Farid Bennai, délégué syndical à Force Ouvrière (FO). Photo : DR

Farid Bennai est délégué syndical à Force Ouvrière (FO) à l’association « La Sauvegarde 93 », une des principales associations de protection de l’enfance de Seine-Saint-Denis. En décembre 2020, ce syndicaliste dénonçait dans nos colonnes « les méthodes managériales arbitraires de sa direction ». Deux ans plus tard, pour lui, rien n’a changé…

LCDL : Il y a un peu plus de deux ans dans ces mêmes colonnes, vous dénonciez des problèmes récurrents de management au sein de « La Sauvegarde 93 ». Où en êtes-vous aujourd’hui ?

Farid Bennai : Il y a 2 ans, un mouvement des salariés et des syndicats dénonçait des conditions de travail difficiles, des traitements inégalitaires et discriminatoires et un mode de management avec une gouvernance autoritaire et arbitraire. Notre direction foule aux pieds ses obligations légales en matière de santé et de sécurité au travail, dans un contexte de crise générale dans la profession et au-delà. Hélas aujourd’hui, le système est le même. Il reproduit les mêmes impasses sans avoir tiré les leçons de la crise précédente.

Qu’est-ce que les syndicats ont fait pour améliorer les choses ? 

En novembre 2021, suite aux nombreuses alertes sur les conditions de travail dégradées des salariés, les syndicats décident de faire appel à une expertise indépendante, comme l’article L. 2315-94 du code du travail le permet. Cette décision est tout de suite contestée par les dirigeants qui déposent alors un recours devant le tribunal judiciaire de Bobigny.

Le tribunal nous a donné raison et pourtant, l’expertise n’a toujours pas été diligentée et aucune mesure n’a été prise pour améliorer la situation. Rien n’a été fait pour stopper les mauvais traitements, et pour assurer l’obligation de santé et de sécurité vis-à-vis des salariés. Un comble pour une association de protection de l’humain, financée par le département…

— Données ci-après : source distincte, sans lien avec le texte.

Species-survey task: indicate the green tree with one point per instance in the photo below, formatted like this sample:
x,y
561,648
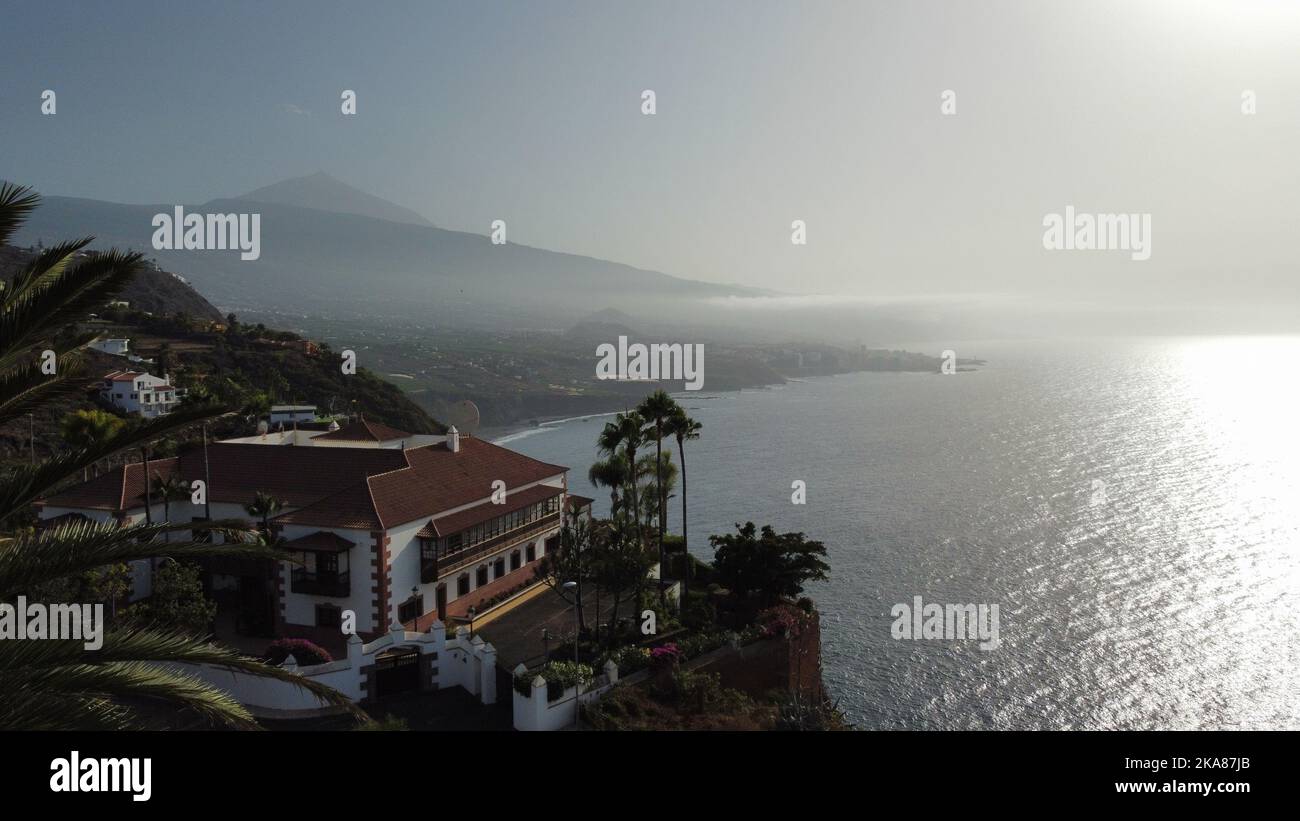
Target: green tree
x,y
767,567
620,563
177,602
625,433
59,685
655,411
570,561
264,507
169,489
658,482
611,473
683,428
90,429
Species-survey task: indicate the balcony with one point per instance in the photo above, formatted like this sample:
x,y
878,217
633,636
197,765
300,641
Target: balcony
x,y
455,561
317,583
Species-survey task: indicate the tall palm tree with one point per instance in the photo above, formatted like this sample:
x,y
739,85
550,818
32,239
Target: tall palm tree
x,y
263,508
658,478
170,489
625,433
611,473
654,409
681,428
59,683
82,429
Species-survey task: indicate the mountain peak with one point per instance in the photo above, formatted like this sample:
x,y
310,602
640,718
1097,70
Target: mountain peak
x,y
325,192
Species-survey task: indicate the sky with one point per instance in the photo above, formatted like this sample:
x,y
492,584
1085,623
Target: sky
x,y
766,113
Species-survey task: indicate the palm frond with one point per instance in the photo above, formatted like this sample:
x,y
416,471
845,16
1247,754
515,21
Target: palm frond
x,y
133,681
63,299
26,483
77,547
24,663
26,389
46,266
16,205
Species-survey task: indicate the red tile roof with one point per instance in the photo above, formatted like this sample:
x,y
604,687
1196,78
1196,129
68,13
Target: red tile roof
x,y
455,522
363,489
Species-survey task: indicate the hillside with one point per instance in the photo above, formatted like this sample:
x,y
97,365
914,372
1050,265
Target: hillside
x,y
315,260
324,192
152,290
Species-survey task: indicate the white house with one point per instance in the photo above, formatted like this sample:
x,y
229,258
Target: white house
x,y
391,533
116,347
139,392
287,415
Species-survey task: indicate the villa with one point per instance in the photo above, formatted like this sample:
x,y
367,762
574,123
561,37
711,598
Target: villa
x,y
139,392
390,525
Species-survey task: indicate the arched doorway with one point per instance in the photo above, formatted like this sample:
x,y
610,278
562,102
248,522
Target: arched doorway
x,y
397,670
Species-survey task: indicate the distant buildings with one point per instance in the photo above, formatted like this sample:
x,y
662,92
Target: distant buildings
x,y
384,531
116,347
139,392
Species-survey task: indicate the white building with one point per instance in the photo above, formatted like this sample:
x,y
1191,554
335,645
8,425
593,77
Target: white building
x,y
116,347
287,415
139,392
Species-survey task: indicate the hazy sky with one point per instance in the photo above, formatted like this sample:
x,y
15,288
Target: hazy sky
x,y
767,112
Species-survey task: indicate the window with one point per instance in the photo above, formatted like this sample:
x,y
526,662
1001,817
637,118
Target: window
x,y
411,608
328,616
428,561
200,535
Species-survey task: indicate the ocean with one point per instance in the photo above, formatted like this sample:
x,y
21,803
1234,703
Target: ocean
x,y
1131,507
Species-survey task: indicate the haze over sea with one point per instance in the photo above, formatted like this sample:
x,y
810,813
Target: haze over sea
x,y
1169,603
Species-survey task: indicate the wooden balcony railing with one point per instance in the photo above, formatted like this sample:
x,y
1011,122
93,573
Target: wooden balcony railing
x,y
455,561
320,583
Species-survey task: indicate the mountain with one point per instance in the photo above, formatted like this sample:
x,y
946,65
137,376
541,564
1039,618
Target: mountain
x,y
346,264
154,290
323,192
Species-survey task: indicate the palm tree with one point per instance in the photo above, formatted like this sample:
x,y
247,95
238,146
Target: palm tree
x,y
170,489
611,473
681,428
263,508
654,409
659,478
83,429
625,433
59,685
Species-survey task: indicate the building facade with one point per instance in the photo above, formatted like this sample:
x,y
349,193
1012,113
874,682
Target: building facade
x,y
380,533
139,392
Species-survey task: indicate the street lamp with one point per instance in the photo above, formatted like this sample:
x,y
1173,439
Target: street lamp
x,y
572,586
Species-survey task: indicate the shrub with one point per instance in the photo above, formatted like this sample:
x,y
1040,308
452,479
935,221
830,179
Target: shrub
x,y
304,652
559,676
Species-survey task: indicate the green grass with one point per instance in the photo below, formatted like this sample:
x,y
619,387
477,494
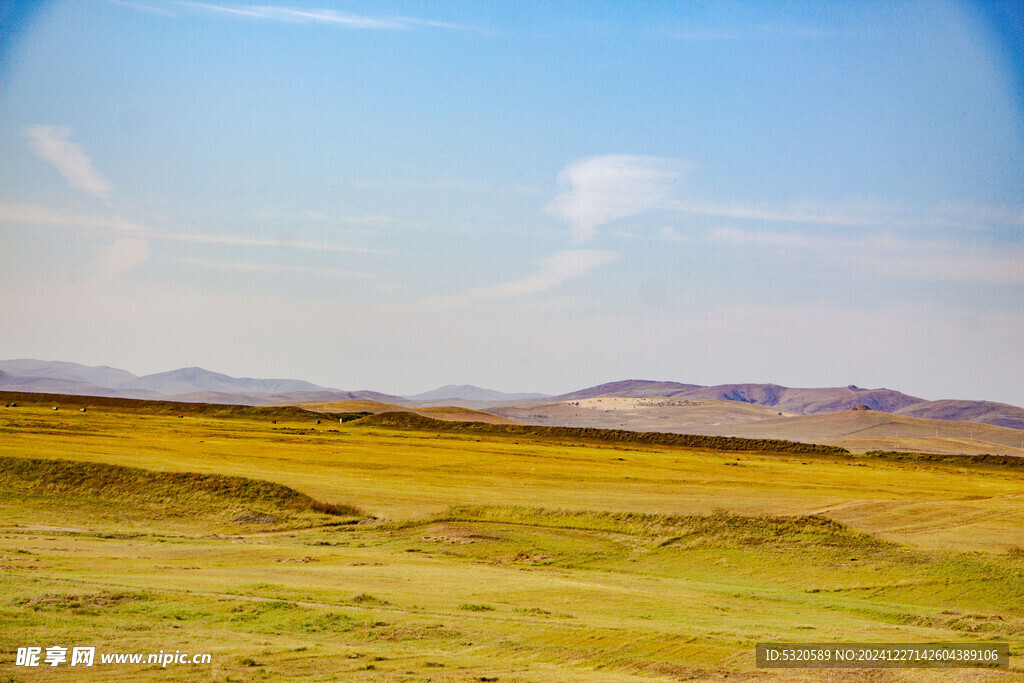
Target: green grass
x,y
147,501
516,556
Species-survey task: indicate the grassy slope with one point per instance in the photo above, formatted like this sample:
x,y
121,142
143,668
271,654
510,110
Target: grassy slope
x,y
666,588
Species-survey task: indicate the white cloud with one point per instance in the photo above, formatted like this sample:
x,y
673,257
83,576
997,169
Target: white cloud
x,y
273,267
37,215
127,253
52,143
899,258
329,16
554,270
601,189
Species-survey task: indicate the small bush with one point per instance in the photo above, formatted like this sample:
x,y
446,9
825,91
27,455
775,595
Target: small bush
x,y
476,608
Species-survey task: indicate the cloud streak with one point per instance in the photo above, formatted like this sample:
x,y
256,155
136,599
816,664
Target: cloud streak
x,y
274,267
899,258
52,143
600,189
35,215
325,16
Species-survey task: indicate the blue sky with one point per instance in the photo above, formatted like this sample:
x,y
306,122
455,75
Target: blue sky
x,y
529,197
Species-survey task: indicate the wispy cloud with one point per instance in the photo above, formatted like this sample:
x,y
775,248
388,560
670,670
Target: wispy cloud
x,y
554,270
894,257
142,7
600,189
284,243
127,253
273,267
53,144
328,16
36,215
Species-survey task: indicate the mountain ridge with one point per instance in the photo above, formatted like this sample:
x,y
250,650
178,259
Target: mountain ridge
x,y
199,385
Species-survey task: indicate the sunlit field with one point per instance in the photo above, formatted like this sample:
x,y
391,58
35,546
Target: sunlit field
x,y
377,551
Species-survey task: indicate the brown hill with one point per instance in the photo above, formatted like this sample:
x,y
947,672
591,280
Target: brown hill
x,y
985,412
805,401
448,413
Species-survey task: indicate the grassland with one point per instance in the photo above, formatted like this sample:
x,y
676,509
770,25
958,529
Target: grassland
x,y
482,554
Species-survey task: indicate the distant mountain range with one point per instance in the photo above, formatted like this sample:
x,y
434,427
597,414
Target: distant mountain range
x,y
804,401
198,385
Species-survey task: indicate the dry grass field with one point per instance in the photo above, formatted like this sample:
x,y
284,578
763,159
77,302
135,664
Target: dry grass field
x,y
367,552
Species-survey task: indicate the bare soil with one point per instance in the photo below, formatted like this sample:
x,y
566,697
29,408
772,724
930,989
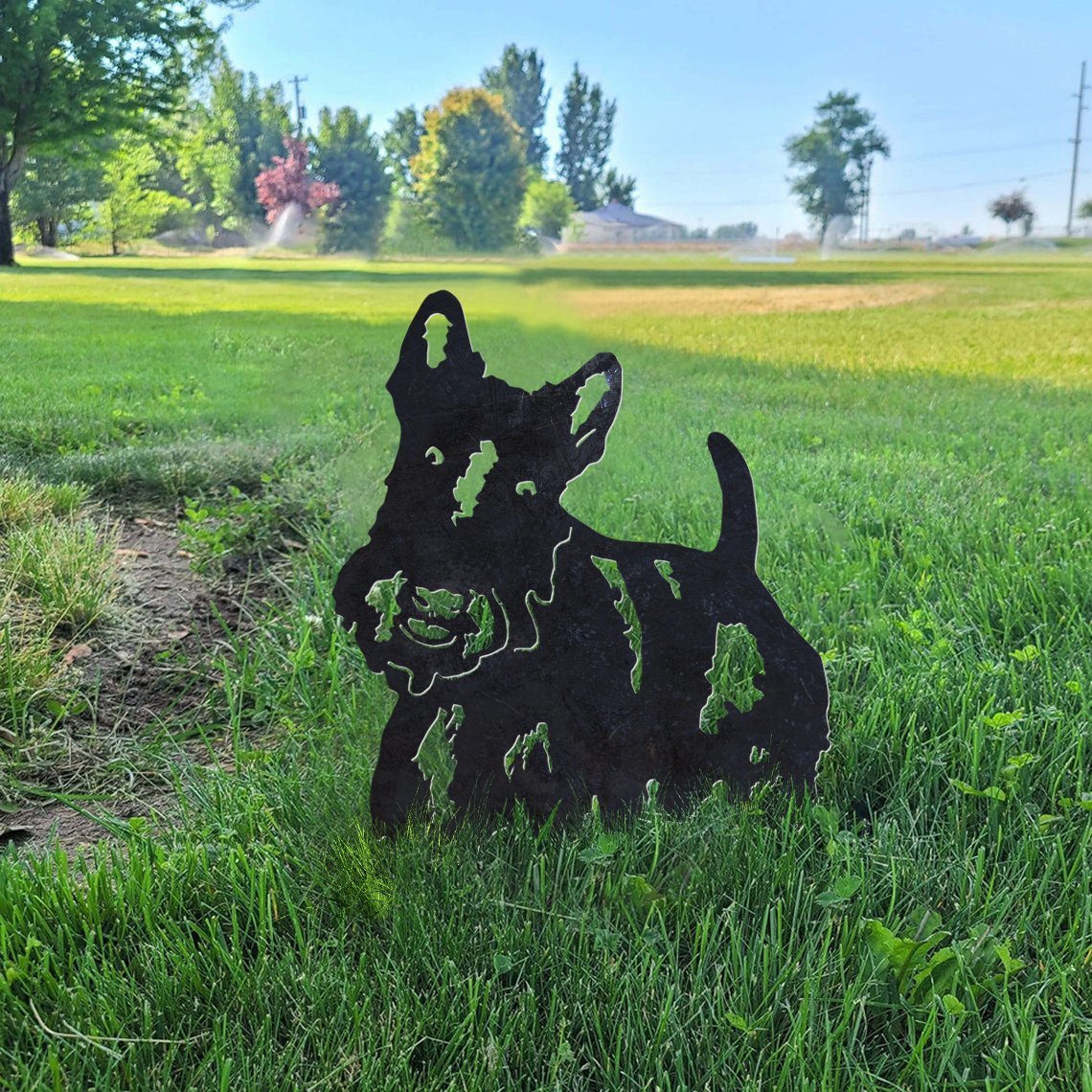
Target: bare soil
x,y
709,303
149,670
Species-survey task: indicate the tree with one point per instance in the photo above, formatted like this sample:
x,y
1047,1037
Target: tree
x,y
72,70
400,143
132,207
56,190
519,82
586,124
621,188
745,231
1011,208
287,182
229,139
469,171
348,152
833,157
547,208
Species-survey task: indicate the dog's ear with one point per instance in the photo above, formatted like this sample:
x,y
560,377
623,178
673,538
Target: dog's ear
x,y
459,357
585,430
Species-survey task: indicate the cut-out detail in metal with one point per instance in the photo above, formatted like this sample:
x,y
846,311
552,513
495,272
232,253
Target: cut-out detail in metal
x,y
478,594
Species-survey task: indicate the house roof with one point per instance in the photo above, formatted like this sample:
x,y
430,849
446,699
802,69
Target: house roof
x,y
619,215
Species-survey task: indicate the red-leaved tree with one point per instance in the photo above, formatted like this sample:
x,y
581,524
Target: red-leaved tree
x,y
287,182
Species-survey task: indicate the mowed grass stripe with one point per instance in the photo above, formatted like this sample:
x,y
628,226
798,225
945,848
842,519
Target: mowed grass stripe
x,y
924,499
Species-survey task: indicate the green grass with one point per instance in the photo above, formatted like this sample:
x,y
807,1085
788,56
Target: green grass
x,y
924,499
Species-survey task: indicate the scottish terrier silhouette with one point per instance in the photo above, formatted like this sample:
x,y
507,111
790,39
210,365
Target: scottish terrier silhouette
x,y
536,660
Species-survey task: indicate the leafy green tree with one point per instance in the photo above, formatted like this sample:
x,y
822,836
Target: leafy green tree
x,y
72,70
586,124
547,208
621,188
469,171
400,143
56,189
517,79
348,153
231,139
1012,208
131,207
831,158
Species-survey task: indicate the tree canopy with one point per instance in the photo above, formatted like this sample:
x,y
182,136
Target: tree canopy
x,y
1011,208
469,172
586,124
547,208
348,153
517,79
400,143
56,189
618,187
77,69
831,158
287,182
229,138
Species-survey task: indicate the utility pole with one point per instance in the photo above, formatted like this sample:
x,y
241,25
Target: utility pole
x,y
1077,148
866,197
301,110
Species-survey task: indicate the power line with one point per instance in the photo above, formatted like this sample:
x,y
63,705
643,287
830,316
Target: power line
x,y
884,193
1077,148
899,160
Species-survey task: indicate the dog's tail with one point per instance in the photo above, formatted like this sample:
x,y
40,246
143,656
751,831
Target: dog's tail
x,y
739,542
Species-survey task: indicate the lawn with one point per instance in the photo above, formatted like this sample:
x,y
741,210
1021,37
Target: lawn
x,y
918,428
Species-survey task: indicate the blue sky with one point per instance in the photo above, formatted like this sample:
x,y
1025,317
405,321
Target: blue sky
x,y
975,98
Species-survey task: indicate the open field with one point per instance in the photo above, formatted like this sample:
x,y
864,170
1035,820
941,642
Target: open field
x,y
919,433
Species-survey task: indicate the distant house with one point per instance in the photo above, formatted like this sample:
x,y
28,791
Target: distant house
x,y
616,224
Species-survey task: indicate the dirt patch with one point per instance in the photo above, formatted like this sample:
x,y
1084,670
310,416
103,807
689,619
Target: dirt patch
x,y
143,671
709,303
137,676
35,829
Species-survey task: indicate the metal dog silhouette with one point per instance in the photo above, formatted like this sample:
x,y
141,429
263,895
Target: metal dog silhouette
x,y
535,658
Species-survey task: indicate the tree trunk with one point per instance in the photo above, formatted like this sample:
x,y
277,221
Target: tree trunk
x,y
7,243
47,231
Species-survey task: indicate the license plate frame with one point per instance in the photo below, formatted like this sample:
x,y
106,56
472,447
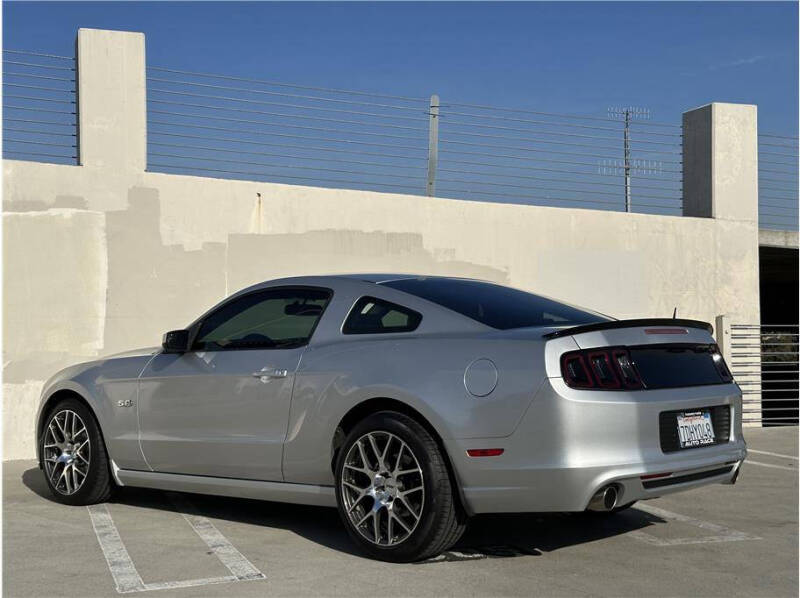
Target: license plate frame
x,y
695,429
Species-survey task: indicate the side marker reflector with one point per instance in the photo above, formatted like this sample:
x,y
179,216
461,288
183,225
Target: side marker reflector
x,y
652,476
485,452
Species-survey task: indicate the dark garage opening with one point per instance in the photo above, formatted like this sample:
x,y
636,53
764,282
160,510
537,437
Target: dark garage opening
x,y
778,270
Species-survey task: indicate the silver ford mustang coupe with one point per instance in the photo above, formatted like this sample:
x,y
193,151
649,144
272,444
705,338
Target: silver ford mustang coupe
x,y
410,403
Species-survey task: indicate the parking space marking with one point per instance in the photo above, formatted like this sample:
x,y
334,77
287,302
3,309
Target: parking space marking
x,y
749,450
787,468
226,552
127,578
720,533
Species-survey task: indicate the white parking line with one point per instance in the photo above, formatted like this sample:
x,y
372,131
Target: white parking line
x,y
720,533
749,450
125,575
234,560
127,578
751,462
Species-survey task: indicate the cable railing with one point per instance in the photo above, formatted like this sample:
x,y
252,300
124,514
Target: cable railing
x,y
239,127
39,107
505,154
764,362
777,181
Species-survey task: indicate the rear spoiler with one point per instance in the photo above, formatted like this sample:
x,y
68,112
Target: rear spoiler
x,y
672,322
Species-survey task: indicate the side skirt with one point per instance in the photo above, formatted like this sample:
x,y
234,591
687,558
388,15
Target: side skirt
x,y
304,494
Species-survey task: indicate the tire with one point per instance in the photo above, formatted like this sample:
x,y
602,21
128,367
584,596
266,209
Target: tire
x,y
417,513
71,479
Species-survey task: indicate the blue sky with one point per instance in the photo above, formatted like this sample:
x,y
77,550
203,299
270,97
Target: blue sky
x,y
561,57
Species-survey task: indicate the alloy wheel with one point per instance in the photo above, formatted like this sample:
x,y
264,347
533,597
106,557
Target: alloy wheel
x,y
383,489
66,452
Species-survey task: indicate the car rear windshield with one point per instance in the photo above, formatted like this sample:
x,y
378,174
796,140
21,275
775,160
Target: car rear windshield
x,y
495,305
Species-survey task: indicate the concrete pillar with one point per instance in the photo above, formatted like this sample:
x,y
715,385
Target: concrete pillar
x,y
112,111
720,162
722,330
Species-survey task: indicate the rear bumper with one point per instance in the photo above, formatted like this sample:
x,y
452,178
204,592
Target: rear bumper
x,y
571,443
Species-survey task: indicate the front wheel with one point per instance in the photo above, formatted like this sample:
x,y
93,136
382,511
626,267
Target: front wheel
x,y
74,456
394,492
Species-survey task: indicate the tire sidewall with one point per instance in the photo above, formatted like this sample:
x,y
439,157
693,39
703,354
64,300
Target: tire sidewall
x,y
98,464
420,443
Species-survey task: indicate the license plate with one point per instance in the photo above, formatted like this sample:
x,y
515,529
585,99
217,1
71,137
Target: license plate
x,y
695,428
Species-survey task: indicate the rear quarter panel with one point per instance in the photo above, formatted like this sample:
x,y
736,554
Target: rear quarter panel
x,y
424,372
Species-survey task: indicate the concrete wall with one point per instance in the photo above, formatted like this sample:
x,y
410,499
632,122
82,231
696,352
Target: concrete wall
x,y
106,256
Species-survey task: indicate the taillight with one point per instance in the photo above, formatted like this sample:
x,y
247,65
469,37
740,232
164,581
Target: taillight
x,y
609,369
719,363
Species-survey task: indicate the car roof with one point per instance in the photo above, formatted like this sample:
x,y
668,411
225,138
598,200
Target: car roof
x,y
379,278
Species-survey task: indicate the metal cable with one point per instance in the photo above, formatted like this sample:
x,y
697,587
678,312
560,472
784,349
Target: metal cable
x,y
774,214
535,161
37,154
764,143
283,176
525,149
27,53
8,107
771,180
512,186
286,105
291,85
281,94
274,155
537,198
573,172
776,136
777,154
268,124
575,116
282,115
777,171
762,196
301,147
39,132
38,87
769,205
41,66
38,122
38,143
288,135
18,97
281,166
522,120
565,143
32,76
444,121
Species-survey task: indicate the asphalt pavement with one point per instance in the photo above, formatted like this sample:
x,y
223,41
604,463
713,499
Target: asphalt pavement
x,y
719,540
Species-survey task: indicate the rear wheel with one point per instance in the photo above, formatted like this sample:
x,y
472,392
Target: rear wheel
x,y
74,456
394,492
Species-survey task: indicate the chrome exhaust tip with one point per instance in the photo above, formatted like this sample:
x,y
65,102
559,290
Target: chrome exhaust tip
x,y
604,499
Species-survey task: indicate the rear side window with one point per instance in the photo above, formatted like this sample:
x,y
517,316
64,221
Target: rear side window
x,y
270,319
376,316
495,305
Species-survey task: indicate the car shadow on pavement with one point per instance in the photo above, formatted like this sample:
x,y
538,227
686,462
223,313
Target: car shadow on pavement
x,y
487,536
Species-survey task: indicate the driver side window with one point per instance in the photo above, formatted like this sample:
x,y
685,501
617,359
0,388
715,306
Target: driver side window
x,y
270,319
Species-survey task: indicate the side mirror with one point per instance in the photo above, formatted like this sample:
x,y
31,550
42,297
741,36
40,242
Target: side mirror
x,y
176,341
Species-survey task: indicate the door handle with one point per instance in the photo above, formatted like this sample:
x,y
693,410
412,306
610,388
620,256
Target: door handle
x,y
267,373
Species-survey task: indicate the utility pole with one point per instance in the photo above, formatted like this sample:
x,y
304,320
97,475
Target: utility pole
x,y
627,114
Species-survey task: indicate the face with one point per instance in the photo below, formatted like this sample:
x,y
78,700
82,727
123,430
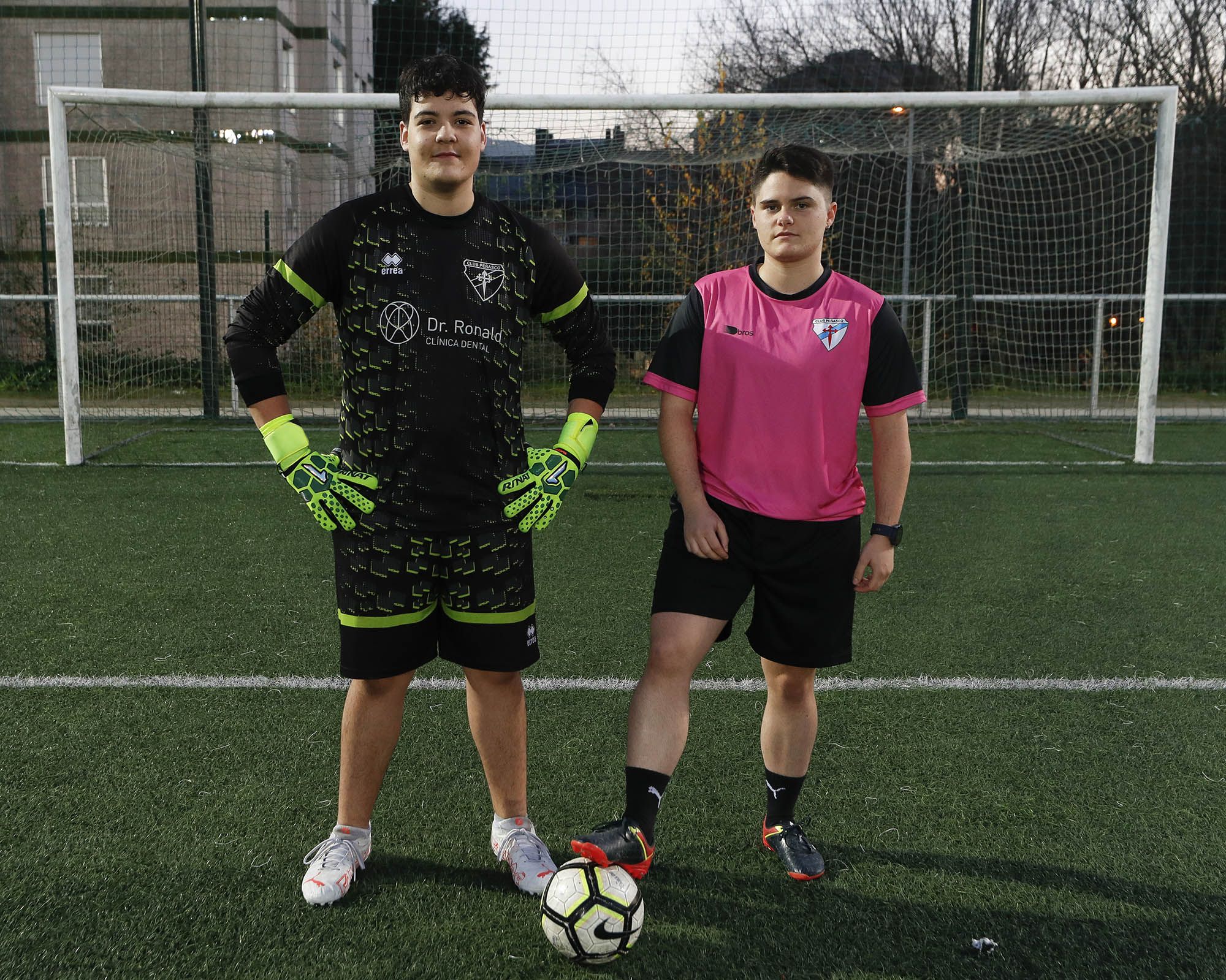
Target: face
x,y
444,140
791,217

Que demandez-vous concrètement aujourd’hui ? 

Nous demandons que tout le système soit changé afin qu’un dialogue social mature puisse s’installer. Il faut des moyens pour assurer la prévention des risques professionnels, notamment contre les risques psychosociaux qui gangrènent certains services.

Nous demandons que les enquêtes imposées par le code du travail suite aux déclenchements de droits d’alerte soient honorées. Il n’est pas admissible que notre employeur fasse fi des lois en vigueur. Il doit pouvoir protéger ses salariés comme il a l’obligation de protéger les usagers dont il a la charge avec l’argent public qu’il perçoit.

Enfin, nous demandons une gouvernance participative et partagée. Cela signifie un changement de la culture du management au profit d’une gouvernance soucieuse de stopper l’hémorragie qui sape les énergies des travailleurs sociaux et des éducateurs qui s’accrochent malgré tout. Beaucoup de collègues souffrent en silence, et ne font pas confiance à leur hiérarchie pour régler ce qui pose problème, par peur de représailles. Ce qui est un non-sens dans une association de protection de l’humain.

Que comptez-vous faire si vous n’êtes pas entendus ?

Beaucoup de nos collègues sont déterminés et comptent faire du bruit pour que chacune et chacun prennent leurs responsabilités. Aujourd’hui, une table ronde avec notre financeur, soit le conseil départemental de Seine-Saint-Denis, s’impose pour faire le point sur les demandes d’enquêtes déclenchées par les élus, y compris celle menée par le département en 2021. Il est urgent d’agir maintenant.